L’atmosphère est intimiste, mais elle s’offre sur des extérieurs bien agencés comme dans une œuvre plastique où les formes et les traits peuplent l’espace dans un ballet fluide et sans accrocs. L’alternance des serrés et des larges, un quasi gros plan qui n’en est pas un qui vient amorcer le trait grossi pour passer à son pendant plus ouvert dans un dialogue cinétique entre l’intérieur et l’extérieur. C’est cette belle grammaire qui nous a touchés au fil des minutes, dans un film où le récit est éclaté, au bonheur de ce cinéma qui fait fi de toute linéarité narrative. Chez Jillali Ferhati, on raconte l’histoire sans début, sans fin, mais dans un mouvement qui va du passé au futur, avec des escales au présent, dans un mouvement giratoire, qui finit en puzzle temporel à recomposer.

C’est du cinéma intelligent, je vous dis. Du cinéma qui parle à notre intelligence émotionnelle et qui nous fait entrer dans le cœur du film pour le vivre, chacun à sa mesure, selon son cœur, son vécu, sa capacité d’interagir avec la complexité des sentiments humains, la difficulté de dissocier l’émotion de son corollaire le sentiment, tout comme il est judicieux de jouer avec le temps, de le torturer, comme il a torturé la vie des autres.

Ceci passe également par le montage qui a rendu encore plus présent ce va-et-vient du temps qui se casse les dents sur la vie. Les personnages se meuvent alors dans un cadre que parfois la séquence suivante vient mutiler dans un élan de nous faire sentir l’inanité de toute pérennité humaine. Les scènes se suivent, mais elles entrent en collision qui fait naître, ici, là, des collusions entre ce que l’on voit et ce qui ne peut être dit que par l’image fugace, cette image qui fuit et qui donne à ce film une présence qui frôle le mysticisme. Ici, Jillali Ferhati réussit un film d’une belle sobriété, de celles qui caractérisent les grands cinéastes qui vont à l’essentiel, qui disent beaucoup en en montrant peu.
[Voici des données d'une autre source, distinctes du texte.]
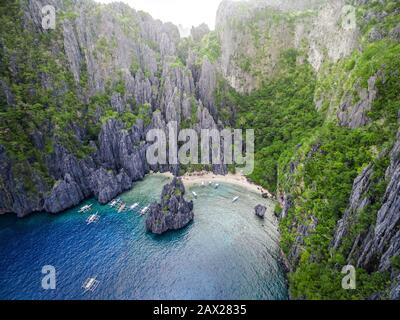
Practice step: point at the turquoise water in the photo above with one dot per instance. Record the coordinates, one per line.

Cela se sent également dans la direction d’acteurs : toujours juste, avec ce qu’il faut pour s’adresser au cœur, sans rajouts, sans trop en faire, mais en restant dans le creux parfait de cette sensibilité qui affleure et qui éclot dans des scènes majeures où la tension est si silencieuse qu’elle en devient une déflagration.

Jillali Ferhati est à coup sûr le plus grand réalisateur marocain vivant, un cinéaste qui a su construire une œuvre cinématographique, à travers plus d’un demi-siècle de travail, en silence, dans la discrétion de ceux qui élèvent l’humain en nous.

Actuellement dans les salles de cinéma.